Knockdown of HIPK2 Attenuates Angiotensin II-Induced Cardiac Fibrosis in Cardiac Fibroblasts.

Abstract

Homeodomain-interacting protein kinase-2 (HIPK2), a member of an evolutionary conserved family of serine/threonine kinases, has been observed to be involved in the pathogenesis of fibrotic diseases. However, its role in cardiac fibrosis remains unclear. In this study, we assessed the effect of HIPK2 on cardiac fibroblasts (CFs) in response to angiotensin II (Ang II) stimulation.
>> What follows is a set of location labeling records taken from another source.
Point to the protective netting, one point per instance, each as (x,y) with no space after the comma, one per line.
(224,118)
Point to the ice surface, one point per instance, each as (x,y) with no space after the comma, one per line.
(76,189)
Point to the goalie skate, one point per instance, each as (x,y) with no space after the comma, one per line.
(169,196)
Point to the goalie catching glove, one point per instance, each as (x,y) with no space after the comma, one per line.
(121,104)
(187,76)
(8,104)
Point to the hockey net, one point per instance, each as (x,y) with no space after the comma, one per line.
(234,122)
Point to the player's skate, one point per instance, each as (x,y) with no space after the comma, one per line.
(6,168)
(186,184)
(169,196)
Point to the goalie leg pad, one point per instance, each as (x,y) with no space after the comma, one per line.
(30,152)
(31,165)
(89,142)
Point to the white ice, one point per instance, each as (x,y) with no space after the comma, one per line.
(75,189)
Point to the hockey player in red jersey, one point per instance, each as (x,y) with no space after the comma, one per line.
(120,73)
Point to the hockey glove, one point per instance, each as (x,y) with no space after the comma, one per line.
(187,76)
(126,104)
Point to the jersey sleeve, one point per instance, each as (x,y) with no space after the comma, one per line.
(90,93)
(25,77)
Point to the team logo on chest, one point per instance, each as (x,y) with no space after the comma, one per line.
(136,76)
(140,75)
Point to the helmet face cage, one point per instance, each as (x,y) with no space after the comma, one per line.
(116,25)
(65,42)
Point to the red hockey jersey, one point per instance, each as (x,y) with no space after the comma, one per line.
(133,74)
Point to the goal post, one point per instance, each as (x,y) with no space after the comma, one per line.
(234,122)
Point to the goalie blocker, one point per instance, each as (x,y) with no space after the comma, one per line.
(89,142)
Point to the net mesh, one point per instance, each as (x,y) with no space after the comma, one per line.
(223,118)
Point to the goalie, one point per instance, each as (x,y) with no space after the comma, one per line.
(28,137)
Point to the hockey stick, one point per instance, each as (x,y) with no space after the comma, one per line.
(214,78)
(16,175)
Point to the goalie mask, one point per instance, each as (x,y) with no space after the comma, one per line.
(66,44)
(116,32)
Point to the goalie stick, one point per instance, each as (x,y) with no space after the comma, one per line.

The results indicated that HIPK2 expression was significantly increased in Ang II-induced CFs in a dose-dependent manner. Then, HIPK2 was knocked down in CFs to evaluate the roles of HIPK2. Knockdown of HIPK2 suppressed cell proliferation and migration in Ang II-induced CFs. The Ang II-caused increase in expression of α-smooth muscle actin, a hallmark of myofibroblast differentiation, was decreased by knockdown of HIPK2. HIPK2 knockdown also reduced extracellular matrix production including type I collagen and connective tissue growth factor. Furthermore, knockdown of HIPK2 blocked the activation of TGF-β1/Smad pathway in Ang II-induced CFs. These data suggested that HIPK2 knockdown prevented the Ang II-induced activation of CFs through inhibiting TGF-β1/Smad pathway, indicating HIPK2 might be an antifibrosis target for the treatment of cardiac fibrosis.